At his ring of the hell, the speaker system in the wall crackled, which the tax collector had no choice  but to assume to be interrogative.

“I’m here on behalf of the tax collection ser-“

His announcement, cupped-palm round the speaker, voice slowly expelled as if to impress, was cut hastily short by the door to the collection of flats clicking open. The tax collector posted himself through the ungenerous amount of door space, flicked his hair back to a somewhat greater height with an accustomed hand and proceeded directly to the specified flat – 31 A. 

The door of the flat itself hung open, emitting a greasy kind of light as if strained through several surfaces, finally to be smeared in a dull blur on the foyer wall, close to where the tax collector stood on the threshold of the room.

“Good day,” he began, deciding an authoritative oratory presence would perhaps rouse the inhabitants enough for co-operation “I’m here on behalf of the Tax Collection Service. It has been brought to our attention that a Mr Adam Hutchison, registered at this here address, has been evading the payment of –“

He stopped short again at what sounded similar to the eruption of birds wings – yet a sound also infused with a plaintive, solitary quality.

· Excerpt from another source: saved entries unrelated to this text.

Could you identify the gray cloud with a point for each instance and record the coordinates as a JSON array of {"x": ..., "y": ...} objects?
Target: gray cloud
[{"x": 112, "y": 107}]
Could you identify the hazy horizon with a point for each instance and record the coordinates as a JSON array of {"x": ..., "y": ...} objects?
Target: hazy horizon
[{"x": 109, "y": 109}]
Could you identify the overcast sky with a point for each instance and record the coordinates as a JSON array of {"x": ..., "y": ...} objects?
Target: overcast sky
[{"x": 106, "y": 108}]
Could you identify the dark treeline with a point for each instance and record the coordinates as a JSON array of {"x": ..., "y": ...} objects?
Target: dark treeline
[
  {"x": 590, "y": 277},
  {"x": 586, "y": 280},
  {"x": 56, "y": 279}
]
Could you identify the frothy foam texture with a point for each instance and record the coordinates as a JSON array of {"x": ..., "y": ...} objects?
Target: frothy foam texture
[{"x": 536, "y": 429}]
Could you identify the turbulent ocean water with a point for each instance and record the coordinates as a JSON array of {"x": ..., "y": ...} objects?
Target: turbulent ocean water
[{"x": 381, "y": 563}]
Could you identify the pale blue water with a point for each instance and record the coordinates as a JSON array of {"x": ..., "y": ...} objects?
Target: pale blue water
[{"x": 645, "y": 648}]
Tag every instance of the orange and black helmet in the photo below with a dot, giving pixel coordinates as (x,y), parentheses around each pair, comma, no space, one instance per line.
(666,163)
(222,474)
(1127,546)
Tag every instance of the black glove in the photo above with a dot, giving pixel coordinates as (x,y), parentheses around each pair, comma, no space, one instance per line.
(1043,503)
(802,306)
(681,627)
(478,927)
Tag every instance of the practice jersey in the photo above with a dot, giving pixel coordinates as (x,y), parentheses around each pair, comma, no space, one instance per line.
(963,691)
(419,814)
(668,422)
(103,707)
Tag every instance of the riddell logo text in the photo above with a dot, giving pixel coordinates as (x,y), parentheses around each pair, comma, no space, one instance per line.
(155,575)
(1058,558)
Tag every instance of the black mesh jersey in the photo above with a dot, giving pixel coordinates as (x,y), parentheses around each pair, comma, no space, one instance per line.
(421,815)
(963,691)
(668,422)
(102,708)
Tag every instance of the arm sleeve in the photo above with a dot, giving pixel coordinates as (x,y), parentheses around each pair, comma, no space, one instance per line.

He was tired and wanted the day to end. He thought little of walking forward, only perhaps a small amount upon the phrase itself – ‘walking forward’ – used as an idiom by insecure parents to encourage his academic advancements in his teenage years.  Just getting it over with.

Years. The indefinable quality of the years.

The room was an explosion of captured light, grounded only by the rough-centrality of an unmade, iron-grey double bed and then an inexpressible quality of the days detritus – clothes, pens, cutlery, stale sheets, food serrated the corners by cautious mouthfuls – scattered as if thrown from a height. A  standing dressing mirror stood impeccably straight against the back wall, almost sentinel,  as if quietly musing upon the chaos. Open and against the exposed sheet was a large notebook, the source of the initial noise – its shattered spine buckling beneath agitated pages which thrashed against cruel fingers of the wind manipulating further the wide-open window. Pages seeped with scribbling, some almost aching with the pressure applied to the page. There was something almost infantile in those inkings, the tax inspector mused, drawing a little closer, as if to shut the book. List after lists of names, varying from the mundane to the ridiculous, rapidly written career prospects, every and any abode, sequence after sequence of salaries…

And then as he was flicking through the book, the tax collector stopped on a roughly central page.

‘Adam Hutcheson.’

A tick was flicked against the name like a sick smile, a tick nearly the same to those which followed – Annie Price, Benjamin Simpson, Aled Peters

Perhaps Faith had done the right thing. She had made friends.